A denominational worker who functioned as the Southern Baptist Convention’s point man in the ouster of churches for affirming homosexuality and the denomination’s response to sexual abuse is retiring at the end of September.
August “Augie” Boto, 68, announced July 18 he is stepping down as executive vice president and general counsel of the SBC Executive Committee, according to Baptist Press.
While an attorney in Dallas in the early 1980s, Boto helped Paige Patterson organize laymen in the “conservative resurgence” movement to promote biblical inerrancy in the SBC. He was involved in the 1980 launch of the Southern Baptist Advocate, a fundamentalist propaganda tool.
Boto joined the Executive Committee as a member in 1995 and was hired in 1998 as vice president for convention policy and staff counsel under President and CEO Morris Chapman, a former pastor and past SBC president who led the organization from 1992 until his retirement in 2010.
As staff liaison to the Executive Committee’s bylaws work group, Boto mediated the 2009 ouster of Broadway Baptist Church in Fort Worth, Texas, from the SBC, saying the congregation’s views on homosexuality were too ambiguous to ensure its “friendly cooperation” with the national body.
In 2014 the Executive Committee took similar action against New Heart Community Church in La Mirada, California, ousting the church for failure to fire its pastor after he said from the pulpit he no longer believed that all same-sex relationships are sinful.
In the process of booting Weatherly Heights Baptist Church in Huntsville, Alabama, in 2015, Boto explained how a minister performing a same-sex wedding could affect the congregation’s relationship with the SBC.
“Such individual departures from typical Southern Baptist practice or belief by a minister occur rarely, but when they do and rise to a level of general recognition by the church body and beyond, it is usually the case that either the church or the SBC takes the step of explicitly declaring a parting of ways,” Boto commented to Baptist Press. “Sometimes that parting is between the church and its minister. Sometimes it is between the church and the SBC, either one being capable of initiating the choice to separate.
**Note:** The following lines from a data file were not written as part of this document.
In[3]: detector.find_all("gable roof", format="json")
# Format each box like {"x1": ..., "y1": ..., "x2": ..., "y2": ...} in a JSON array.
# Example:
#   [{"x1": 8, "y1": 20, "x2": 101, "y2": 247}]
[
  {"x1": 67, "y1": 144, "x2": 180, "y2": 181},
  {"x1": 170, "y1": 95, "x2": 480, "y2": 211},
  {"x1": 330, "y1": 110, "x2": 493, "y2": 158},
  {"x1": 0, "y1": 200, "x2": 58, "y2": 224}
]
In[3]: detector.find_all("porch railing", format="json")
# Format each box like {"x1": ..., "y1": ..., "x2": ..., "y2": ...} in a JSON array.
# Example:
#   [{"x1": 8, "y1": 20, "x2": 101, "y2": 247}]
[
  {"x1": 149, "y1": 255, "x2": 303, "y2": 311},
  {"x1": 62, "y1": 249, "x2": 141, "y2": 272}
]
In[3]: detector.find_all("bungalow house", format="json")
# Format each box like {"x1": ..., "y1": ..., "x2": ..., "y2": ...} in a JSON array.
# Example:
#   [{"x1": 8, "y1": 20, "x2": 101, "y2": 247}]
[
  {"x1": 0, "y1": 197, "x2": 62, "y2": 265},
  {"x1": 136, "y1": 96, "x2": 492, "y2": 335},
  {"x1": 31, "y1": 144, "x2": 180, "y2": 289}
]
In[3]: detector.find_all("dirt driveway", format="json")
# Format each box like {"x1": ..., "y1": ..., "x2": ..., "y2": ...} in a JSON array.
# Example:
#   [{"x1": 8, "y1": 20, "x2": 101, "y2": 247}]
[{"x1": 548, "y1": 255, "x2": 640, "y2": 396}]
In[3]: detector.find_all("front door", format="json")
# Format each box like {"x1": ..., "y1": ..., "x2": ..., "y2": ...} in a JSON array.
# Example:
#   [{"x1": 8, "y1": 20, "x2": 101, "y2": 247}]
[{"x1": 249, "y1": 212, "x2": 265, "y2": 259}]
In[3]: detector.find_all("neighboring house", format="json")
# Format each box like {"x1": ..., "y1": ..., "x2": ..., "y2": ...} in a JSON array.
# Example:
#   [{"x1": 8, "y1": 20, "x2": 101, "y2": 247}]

Which course will be followed in this instance remains to be seen.”
Last year Boto wrote the letter informing the District of Columbia Baptist Convention that its formal relationship with the SBC was coming to an end after the multiply aligned body ignored a demand to excommunicate Calvary Baptist Church in Washington for calling a married lesbian couple as co-pastors.
In 2007-2008 Boto led the process of responding to a motion from the SBC annual meeting to study the feasibility of a national database of clergy sex offenders, a year after he told the advocacy group behind the proposal he was unwilling to work with them because of their adversarial tone.
“Any such panel, to be effective, would need authority to investigate and act,” Boto said in 2007. “Baptists would never authorize or recognize such a panel if it were composed of people outside their local church.”
When the Houston Chronicle and San Antonio Express-News recently took it upon themselves to compile data on about 200 SBC ministers, volunteers and youth pastors who had been criminally convicted of abuse, however, Boto said it was a good thing.
“Your posting of it is going to heighten awareness,” Boto said in a transcript of an interview published Feb. 9. “It’s going to harden the targets.”
“I told you at the outset of this phone call that my perception of your doing a report is probably more positive than you would suspect,” Boto told journalists Robert Downen and John Tedesco. “I think sometimes people presuppose that our initial reaction to a report of Southern Baptist failure anywhere is embarrassment. I can assure you that is not my initial reaction. My initial reaction is anger.”
While proactive with churches perceived as outside the convention’s mainstream on homosexuality, Boto has maintained over the years that the SBC is largely powerless to police sexual abuse by clergy, due to the doctrine of local-church autonomy.
“Having an investigatory body would not be a bad idea in any denomination that recognizes ecclesiastical authorities outside the local church, but Baptists are among those faiths that do not.” Boto said in an email conversation with an abuse survivor in 2007.
In another email, Boto warned against solutions that “have only the appearance of benefit.”
“I remain convinced that the answer lies not in a list, but in an increased awareness at the local level, in training of congregants, and in aggressive law enforcement,” Boto said. “I have not yet heard of a case where having the best list one can have would have made any difference. A list would only serve to offer a false sense of security, thus rendering those who depended on it more vulnerable.”
Debbie Vasquez, the woman who exchanged the emails with Boto in 2007, said it would be difficult for most churches to investigate their own pastor with an open mind.
“Just as a doctor will not operate on a family member, why would you want to put the church family in such a position?” she asked the SBC executive.
“Why can we not set up a way to keep track of those who have been convicted or have confessed or have been shown to have had inappropriate sex with minors?” Vasquez continued. “If a minister can do this and then just move to another state — as this has happened in my case — and then put at risk yet another church’s children, there should be a list and it needs to be shared with other churches to keep this from happening.”